Kubernetes firm CAST AI adds support for reducing generative AI deployment costs
Kubernetes operations and cost management startup Cast AI Group Inc. today announced several new features for its platform to reduce cloud costs for organizations that are using generative artificial intelligence models.
The new features from CAST AI are designed to assist organizations that are building, training and running AI models and applications in the cloud. The company argues that as companies rush to embrace AI, especially the generative AI that’s behind chatbots such as OpenAI LP’s ChatGPT, many have not considered the high compute requirements and resources needed. That’s where the new release from CAST AI steps in.
To support teams that are dealing with AI models, CAST AI has expanded its platform with new features, including automated provisioning. The automatic provisioning feature allows users to select and scale cost-effective graphics processing unit-based machines across Amazon Web Services, Google Cloud and Microsoft Azure.

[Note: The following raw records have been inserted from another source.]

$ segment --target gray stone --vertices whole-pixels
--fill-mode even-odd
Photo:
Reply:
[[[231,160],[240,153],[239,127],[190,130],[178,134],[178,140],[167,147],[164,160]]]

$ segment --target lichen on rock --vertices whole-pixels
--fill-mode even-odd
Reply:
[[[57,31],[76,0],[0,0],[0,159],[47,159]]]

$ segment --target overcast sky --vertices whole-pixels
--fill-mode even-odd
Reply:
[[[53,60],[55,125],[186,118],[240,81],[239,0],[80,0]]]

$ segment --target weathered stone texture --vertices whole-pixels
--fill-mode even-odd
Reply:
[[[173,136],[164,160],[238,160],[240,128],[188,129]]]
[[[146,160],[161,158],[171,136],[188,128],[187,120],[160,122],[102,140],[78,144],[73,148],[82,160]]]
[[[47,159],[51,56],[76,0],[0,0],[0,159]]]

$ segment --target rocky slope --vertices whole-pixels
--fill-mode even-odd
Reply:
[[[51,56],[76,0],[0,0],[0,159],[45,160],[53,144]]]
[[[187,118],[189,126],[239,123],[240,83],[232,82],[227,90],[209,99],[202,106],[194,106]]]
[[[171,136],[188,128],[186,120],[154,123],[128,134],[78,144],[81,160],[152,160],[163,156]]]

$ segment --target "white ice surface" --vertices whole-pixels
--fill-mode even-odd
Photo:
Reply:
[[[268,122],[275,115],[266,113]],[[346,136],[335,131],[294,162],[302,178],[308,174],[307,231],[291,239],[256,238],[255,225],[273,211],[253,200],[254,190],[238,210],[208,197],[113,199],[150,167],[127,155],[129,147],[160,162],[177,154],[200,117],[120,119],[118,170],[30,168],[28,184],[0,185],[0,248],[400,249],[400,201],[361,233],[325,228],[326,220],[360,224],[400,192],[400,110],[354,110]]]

The new release includes automated decommissioning of GPU instances and the ability to deploy a replacement with more cost-efficient alternatives once the process is completed. Users also now have access to automated optimization of Amazon Inferentia machines employed to execute AI models.
Users of high-performance Graviton processors now have additional access to the CAST AI platform to measure performance and cost balance. The upgraded service also offers automated management of spot instances, with CAST AI identifying the optimal pod configuration for the model’s computation requirements and automatically selecting machines that meet these criteria cost-effectively.
The upgrades are claimed to have delivered cost savings of 76% in beta testing for one of CAST AI’s customers by streamlining their AI workflows. The savings came through reducing time spent managing AI models while also driving better results.
“As AI models continue to grow in size and power, the cost of computation to train and run them also increases,” Bobby Yazdani, founder and partner of Cota Capital Management LLC, one of CAST AI’s investors, said ahead of the news. “By significantly reducing these costs, CAST AI can enable wider experimentation, deployment and adoption of these powerful new technologies.”
CAST AI was previously in the news in March when it raised $20 million in new funding to take advantage of the significant opportunity as the market for cloud-native solutions is experiencing hypergrowth. Investors in the company include Cota Capital, along with Samsung Next, Scale Asia Ventures Pte. Ltd., Florida Funders LLC, Tesonet UAB and DNX Ventures LLC.